Speaking at the season closing Abu Dhabi Grand Prix, team principal Andreas Seidl has revealed that part of his efforts to improve things includes bringing on board more staff over the next 12 months.
The team felt that the way that its early season brake issues triggered problems for its in-season development program had exposed a lack of resources.
“This season clearly has shown us some of the weaknesses we still have in terms of the setup of the team,” said Seidl.
“And thanks to the issues we were having, it became obvious to us that we didn’t have enough resources available compared to other teams, especially on the engineering side, in order to be able to deal with developments of the current car plus making sure in parallel you can have a look at next year’s car as well.
“That’s why we have put in a lot of hard work, also together with the financial department, knowing that we are working in a cost cap environment as well, to find synergies and efficiencies within the current way how we do F1.
“That has allowed us now to start, pretty much two months ago, quite a significant campaign of hiring more engineers to simply have more people available, in order to be able in the future to do things more in parallel.

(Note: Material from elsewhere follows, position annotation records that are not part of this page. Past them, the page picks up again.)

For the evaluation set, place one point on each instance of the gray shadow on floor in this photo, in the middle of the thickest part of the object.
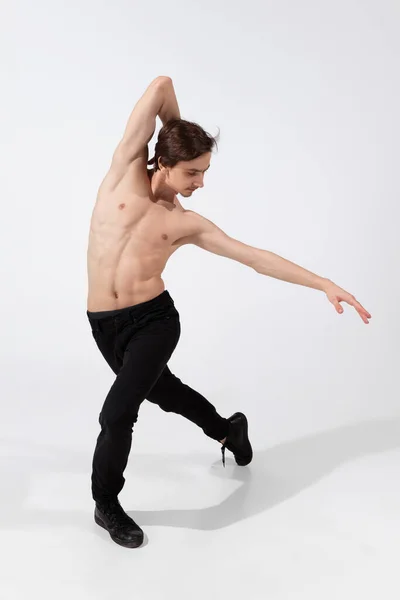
(275, 475)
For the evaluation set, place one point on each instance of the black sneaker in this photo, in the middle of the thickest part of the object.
(123, 530)
(237, 440)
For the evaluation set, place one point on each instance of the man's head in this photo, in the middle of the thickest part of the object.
(183, 153)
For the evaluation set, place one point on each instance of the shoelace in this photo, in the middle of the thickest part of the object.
(117, 516)
(223, 454)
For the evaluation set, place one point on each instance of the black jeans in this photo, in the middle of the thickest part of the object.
(137, 342)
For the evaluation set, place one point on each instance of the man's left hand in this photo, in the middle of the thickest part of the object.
(335, 295)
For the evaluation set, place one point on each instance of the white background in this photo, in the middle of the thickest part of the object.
(306, 97)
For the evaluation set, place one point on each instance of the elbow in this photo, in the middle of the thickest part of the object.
(163, 80)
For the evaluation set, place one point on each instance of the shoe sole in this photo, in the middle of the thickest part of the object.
(133, 544)
(244, 462)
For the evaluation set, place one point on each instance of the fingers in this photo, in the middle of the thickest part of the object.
(361, 310)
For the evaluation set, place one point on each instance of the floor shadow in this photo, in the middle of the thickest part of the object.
(276, 474)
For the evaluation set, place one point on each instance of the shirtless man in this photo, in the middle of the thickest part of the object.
(137, 224)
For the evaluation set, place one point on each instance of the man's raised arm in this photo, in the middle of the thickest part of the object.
(158, 100)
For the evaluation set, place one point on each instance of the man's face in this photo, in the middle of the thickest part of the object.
(187, 176)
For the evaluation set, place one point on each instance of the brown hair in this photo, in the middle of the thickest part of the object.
(181, 140)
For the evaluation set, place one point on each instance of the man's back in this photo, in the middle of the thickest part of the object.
(132, 236)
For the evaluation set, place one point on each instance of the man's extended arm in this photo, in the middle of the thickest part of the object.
(208, 236)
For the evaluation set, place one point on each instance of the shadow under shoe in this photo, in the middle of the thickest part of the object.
(237, 440)
(122, 529)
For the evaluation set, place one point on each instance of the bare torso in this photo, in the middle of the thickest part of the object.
(131, 238)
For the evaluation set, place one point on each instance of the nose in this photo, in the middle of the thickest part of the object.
(200, 183)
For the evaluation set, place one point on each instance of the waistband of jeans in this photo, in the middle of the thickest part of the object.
(162, 299)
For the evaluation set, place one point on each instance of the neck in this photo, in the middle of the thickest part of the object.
(159, 188)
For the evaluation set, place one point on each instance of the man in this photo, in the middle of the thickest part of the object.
(137, 224)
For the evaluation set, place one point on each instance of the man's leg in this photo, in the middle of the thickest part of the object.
(144, 361)
(174, 396)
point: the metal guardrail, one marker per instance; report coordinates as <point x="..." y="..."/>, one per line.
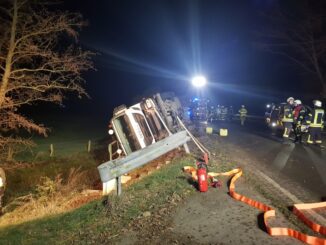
<point x="118" y="167"/>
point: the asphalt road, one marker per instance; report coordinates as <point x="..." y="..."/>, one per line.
<point x="299" y="168"/>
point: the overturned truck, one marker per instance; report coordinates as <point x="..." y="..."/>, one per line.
<point x="143" y="132"/>
<point x="147" y="122"/>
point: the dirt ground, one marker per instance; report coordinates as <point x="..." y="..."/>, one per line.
<point x="208" y="218"/>
<point x="213" y="217"/>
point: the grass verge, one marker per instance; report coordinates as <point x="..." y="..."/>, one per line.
<point x="101" y="221"/>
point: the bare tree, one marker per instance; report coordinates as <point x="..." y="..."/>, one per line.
<point x="298" y="33"/>
<point x="38" y="62"/>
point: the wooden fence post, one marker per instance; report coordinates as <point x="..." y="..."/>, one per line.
<point x="10" y="153"/>
<point x="51" y="150"/>
<point x="110" y="151"/>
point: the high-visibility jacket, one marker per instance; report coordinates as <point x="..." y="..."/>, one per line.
<point x="316" y="118"/>
<point x="287" y="114"/>
<point x="299" y="113"/>
<point x="243" y="112"/>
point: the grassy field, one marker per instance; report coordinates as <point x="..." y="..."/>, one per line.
<point x="101" y="221"/>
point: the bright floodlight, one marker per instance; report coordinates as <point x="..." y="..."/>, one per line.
<point x="199" y="81"/>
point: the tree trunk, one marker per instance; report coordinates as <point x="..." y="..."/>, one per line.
<point x="6" y="75"/>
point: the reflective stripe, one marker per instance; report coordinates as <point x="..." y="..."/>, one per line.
<point x="318" y="118"/>
<point x="309" y="140"/>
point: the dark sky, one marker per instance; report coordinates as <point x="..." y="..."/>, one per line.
<point x="149" y="46"/>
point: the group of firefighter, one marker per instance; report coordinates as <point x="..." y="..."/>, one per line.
<point x="295" y="115"/>
<point x="226" y="113"/>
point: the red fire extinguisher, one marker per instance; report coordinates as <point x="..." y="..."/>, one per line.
<point x="202" y="177"/>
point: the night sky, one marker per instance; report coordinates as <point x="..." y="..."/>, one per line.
<point x="152" y="46"/>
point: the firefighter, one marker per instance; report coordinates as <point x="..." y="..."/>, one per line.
<point x="218" y="112"/>
<point x="299" y="114"/>
<point x="2" y="187"/>
<point x="243" y="114"/>
<point x="316" y="123"/>
<point x="287" y="118"/>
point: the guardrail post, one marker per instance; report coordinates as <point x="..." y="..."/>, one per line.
<point x="186" y="147"/>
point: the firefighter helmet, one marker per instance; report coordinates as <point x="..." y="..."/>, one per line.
<point x="317" y="103"/>
<point x="297" y="102"/>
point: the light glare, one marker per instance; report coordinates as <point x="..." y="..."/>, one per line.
<point x="199" y="81"/>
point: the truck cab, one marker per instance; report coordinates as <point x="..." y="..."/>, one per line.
<point x="141" y="125"/>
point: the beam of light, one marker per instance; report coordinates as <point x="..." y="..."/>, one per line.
<point x="242" y="90"/>
<point x="199" y="81"/>
<point x="195" y="35"/>
<point x="130" y="64"/>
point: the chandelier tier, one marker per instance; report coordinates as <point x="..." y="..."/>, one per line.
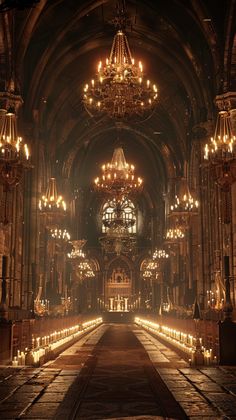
<point x="119" y="88"/>
<point x="118" y="176"/>
<point x="174" y="234"/>
<point x="51" y="202"/>
<point x="14" y="154"/>
<point x="183" y="201"/>
<point x="221" y="151"/>
<point x="60" y="235"/>
<point x="223" y="144"/>
<point x="160" y="254"/>
<point x="81" y="264"/>
<point x="118" y="240"/>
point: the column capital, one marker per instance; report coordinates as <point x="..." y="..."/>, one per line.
<point x="10" y="99"/>
<point x="202" y="130"/>
<point x="226" y="101"/>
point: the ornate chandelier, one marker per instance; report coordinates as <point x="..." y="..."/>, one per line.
<point x="14" y="154"/>
<point x="118" y="176"/>
<point x="76" y="252"/>
<point x="119" y="88"/>
<point x="221" y="151"/>
<point x="160" y="254"/>
<point x="150" y="269"/>
<point x="183" y="201"/>
<point x="60" y="234"/>
<point x="223" y="144"/>
<point x="81" y="264"/>
<point x="118" y="240"/>
<point x="173" y="234"/>
<point x="52" y="204"/>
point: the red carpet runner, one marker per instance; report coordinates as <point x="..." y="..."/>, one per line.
<point x="118" y="380"/>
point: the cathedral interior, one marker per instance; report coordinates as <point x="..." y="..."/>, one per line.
<point x="118" y="209"/>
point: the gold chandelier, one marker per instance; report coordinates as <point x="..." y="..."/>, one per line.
<point x="119" y="88"/>
<point x="14" y="154"/>
<point x="221" y="151"/>
<point x="81" y="264"/>
<point x="223" y="144"/>
<point x="183" y="201"/>
<point x="118" y="240"/>
<point x="118" y="176"/>
<point x="173" y="234"/>
<point x="160" y="254"/>
<point x="52" y="204"/>
<point x="150" y="269"/>
<point x="60" y="234"/>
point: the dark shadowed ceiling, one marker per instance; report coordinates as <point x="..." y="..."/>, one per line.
<point x="181" y="44"/>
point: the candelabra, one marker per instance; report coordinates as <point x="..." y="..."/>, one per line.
<point x="119" y="89"/>
<point x="160" y="254"/>
<point x="118" y="176"/>
<point x="220" y="156"/>
<point x="14" y="154"/>
<point x="52" y="204"/>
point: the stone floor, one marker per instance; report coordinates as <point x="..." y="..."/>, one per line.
<point x="118" y="372"/>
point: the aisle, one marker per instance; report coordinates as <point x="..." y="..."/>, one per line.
<point x="119" y="380"/>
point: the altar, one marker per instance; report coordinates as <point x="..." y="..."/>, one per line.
<point x="118" y="304"/>
<point x="118" y="291"/>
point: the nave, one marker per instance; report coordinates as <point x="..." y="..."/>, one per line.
<point x="118" y="371"/>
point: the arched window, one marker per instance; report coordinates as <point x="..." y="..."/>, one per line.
<point x="123" y="209"/>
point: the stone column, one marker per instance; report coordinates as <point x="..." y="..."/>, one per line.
<point x="111" y="304"/>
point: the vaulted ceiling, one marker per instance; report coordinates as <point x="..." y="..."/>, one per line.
<point x="182" y="46"/>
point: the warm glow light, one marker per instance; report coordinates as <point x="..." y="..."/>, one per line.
<point x="184" y="341"/>
<point x="51" y="201"/>
<point x="222" y="144"/>
<point x="118" y="89"/>
<point x="118" y="176"/>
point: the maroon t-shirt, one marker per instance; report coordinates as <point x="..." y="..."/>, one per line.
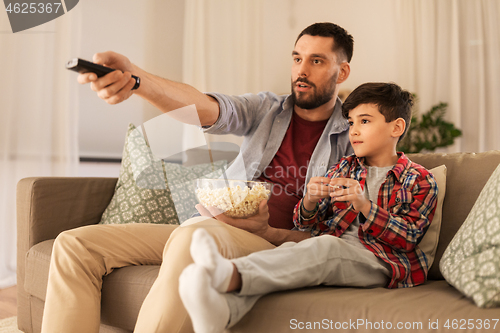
<point x="288" y="169"/>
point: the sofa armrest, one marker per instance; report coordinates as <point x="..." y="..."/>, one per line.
<point x="46" y="206"/>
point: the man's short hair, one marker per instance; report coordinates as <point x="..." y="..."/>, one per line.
<point x="342" y="42"/>
<point x="392" y="101"/>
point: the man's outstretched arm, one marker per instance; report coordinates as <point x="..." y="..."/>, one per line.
<point x="164" y="94"/>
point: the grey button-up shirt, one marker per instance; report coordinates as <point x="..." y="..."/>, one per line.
<point x="263" y="120"/>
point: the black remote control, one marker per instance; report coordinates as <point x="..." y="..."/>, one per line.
<point x="84" y="66"/>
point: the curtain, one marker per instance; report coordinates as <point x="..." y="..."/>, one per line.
<point x="222" y="52"/>
<point x="450" y="52"/>
<point x="38" y="132"/>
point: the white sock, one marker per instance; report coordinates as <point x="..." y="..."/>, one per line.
<point x="205" y="253"/>
<point x="207" y="307"/>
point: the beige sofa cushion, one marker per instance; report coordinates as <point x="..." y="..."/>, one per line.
<point x="435" y="300"/>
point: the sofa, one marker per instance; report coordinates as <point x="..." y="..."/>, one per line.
<point x="48" y="206"/>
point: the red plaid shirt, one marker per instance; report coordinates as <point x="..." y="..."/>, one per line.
<point x="395" y="225"/>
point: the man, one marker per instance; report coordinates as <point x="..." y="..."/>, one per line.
<point x="303" y="130"/>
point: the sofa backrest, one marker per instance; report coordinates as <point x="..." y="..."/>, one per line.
<point x="467" y="173"/>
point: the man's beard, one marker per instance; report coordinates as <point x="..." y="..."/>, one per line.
<point x="319" y="96"/>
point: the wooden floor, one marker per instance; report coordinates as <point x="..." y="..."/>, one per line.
<point x="8" y="302"/>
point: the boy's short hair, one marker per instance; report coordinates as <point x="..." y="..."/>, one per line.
<point x="343" y="43"/>
<point x="392" y="101"/>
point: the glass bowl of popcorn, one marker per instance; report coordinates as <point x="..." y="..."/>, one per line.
<point x="235" y="198"/>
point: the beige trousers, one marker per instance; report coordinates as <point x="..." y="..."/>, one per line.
<point x="82" y="256"/>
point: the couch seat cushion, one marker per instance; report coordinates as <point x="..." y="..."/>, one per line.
<point x="471" y="262"/>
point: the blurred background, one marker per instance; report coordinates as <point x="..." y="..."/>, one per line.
<point x="443" y="51"/>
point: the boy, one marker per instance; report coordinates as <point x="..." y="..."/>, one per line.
<point x="377" y="203"/>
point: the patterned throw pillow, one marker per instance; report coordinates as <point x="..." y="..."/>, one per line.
<point x="142" y="194"/>
<point x="471" y="263"/>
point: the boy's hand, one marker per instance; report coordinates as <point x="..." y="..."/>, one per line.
<point x="350" y="190"/>
<point x="317" y="189"/>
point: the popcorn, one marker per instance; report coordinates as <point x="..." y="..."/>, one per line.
<point x="235" y="201"/>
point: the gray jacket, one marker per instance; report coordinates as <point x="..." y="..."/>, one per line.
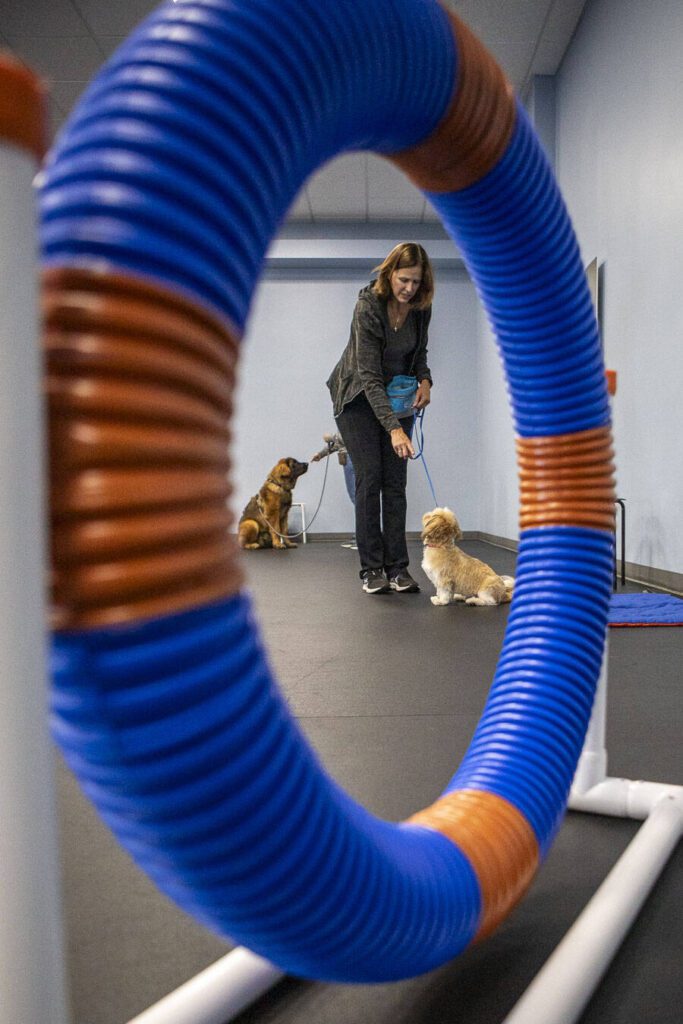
<point x="360" y="367"/>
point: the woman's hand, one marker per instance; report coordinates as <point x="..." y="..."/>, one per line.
<point x="423" y="394"/>
<point x="400" y="442"/>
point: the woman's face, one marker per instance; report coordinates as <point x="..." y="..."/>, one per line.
<point x="406" y="282"/>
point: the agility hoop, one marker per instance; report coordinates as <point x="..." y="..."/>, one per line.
<point x="158" y="205"/>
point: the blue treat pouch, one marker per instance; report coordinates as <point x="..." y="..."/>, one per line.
<point x="400" y="392"/>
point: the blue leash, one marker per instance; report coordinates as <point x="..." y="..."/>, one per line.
<point x="420" y="436"/>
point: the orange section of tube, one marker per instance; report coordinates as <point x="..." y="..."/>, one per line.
<point x="23" y="108"/>
<point x="476" y="129"/>
<point x="567" y="480"/>
<point x="497" y="840"/>
<point x="139" y="385"/>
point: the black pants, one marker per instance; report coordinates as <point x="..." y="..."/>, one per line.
<point x="380" y="487"/>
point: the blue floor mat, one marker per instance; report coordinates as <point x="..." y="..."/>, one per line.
<point x="645" y="609"/>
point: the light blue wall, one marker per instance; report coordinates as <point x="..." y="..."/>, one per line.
<point x="619" y="151"/>
<point x="620" y="155"/>
<point x="298" y="328"/>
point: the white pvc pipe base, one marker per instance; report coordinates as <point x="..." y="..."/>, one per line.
<point x="565" y="983"/>
<point x="217" y="994"/>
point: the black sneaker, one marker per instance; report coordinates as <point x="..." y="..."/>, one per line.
<point x="374" y="582"/>
<point x="403" y="583"/>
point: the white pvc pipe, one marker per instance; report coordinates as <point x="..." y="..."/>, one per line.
<point x="592" y="767"/>
<point x="624" y="798"/>
<point x="217" y="994"/>
<point x="561" y="989"/>
<point x="32" y="984"/>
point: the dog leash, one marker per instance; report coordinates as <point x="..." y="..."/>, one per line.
<point x="289" y="537"/>
<point x="418" y="417"/>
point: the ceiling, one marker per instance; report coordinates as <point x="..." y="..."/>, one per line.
<point x="66" y="41"/>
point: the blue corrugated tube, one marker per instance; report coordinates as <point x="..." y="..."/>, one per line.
<point x="178" y="166"/>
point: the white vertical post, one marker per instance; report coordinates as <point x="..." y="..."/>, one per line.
<point x="592" y="767"/>
<point x="32" y="986"/>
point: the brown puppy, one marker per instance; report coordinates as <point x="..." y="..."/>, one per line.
<point x="263" y="522"/>
<point x="458" y="577"/>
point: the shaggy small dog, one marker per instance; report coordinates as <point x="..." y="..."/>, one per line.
<point x="264" y="520"/>
<point x="458" y="577"/>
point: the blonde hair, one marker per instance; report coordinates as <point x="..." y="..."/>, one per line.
<point x="407" y="254"/>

“I think that’s definitely one of the weaknesses we currently have in the team. And hopefully, with getting more of these engineers on board in the next year, we will be able to make another step there.”
Mechanics work on the car of Lando Norris, McLaren MCL36, in the garage
Photo by: Steven Tee / Motorsport Images
It is understood that the jobs include high-profile positions including aerodynamics project leader, senior aerodynamicists, senior suspension designers and aerodynamics designer.
While teams are operating under a cost cap in F1, McLaren gave the green light to the recruitment push after a deep analysis of its spending over the first year of the new rules had highlighted where savings can be made, and resources diverted, to bring on board the staff who can help lift its performance.
Seidl also explained that the major brake problems which hampered McLaren in pre-season testing and the opening race in Bahrain had long-term consequences for the squad, which may still be felt until next year.
“I think it had quite a consequence for us as a team for different reasons,” he said. “First of all, obviously, with testing being so limited nowadays, and going into a completely new era of Formula 1, with completely new cars, then missing out on half of the testing, compared to all the other competitors, definitely put us on the back foot quite a lot in terms of preparation for the season.
“Then we had to use a lot of resources as well, at a time where we would have liked to use all the resources simply to performance develop the car, instead of fixing brake issues.
“It was also something that I think put us on the back foot even further, and to a certain degree, probably even had an impact on the development of next year’s car, because we couldn’t start it as early as we would have liked to do.”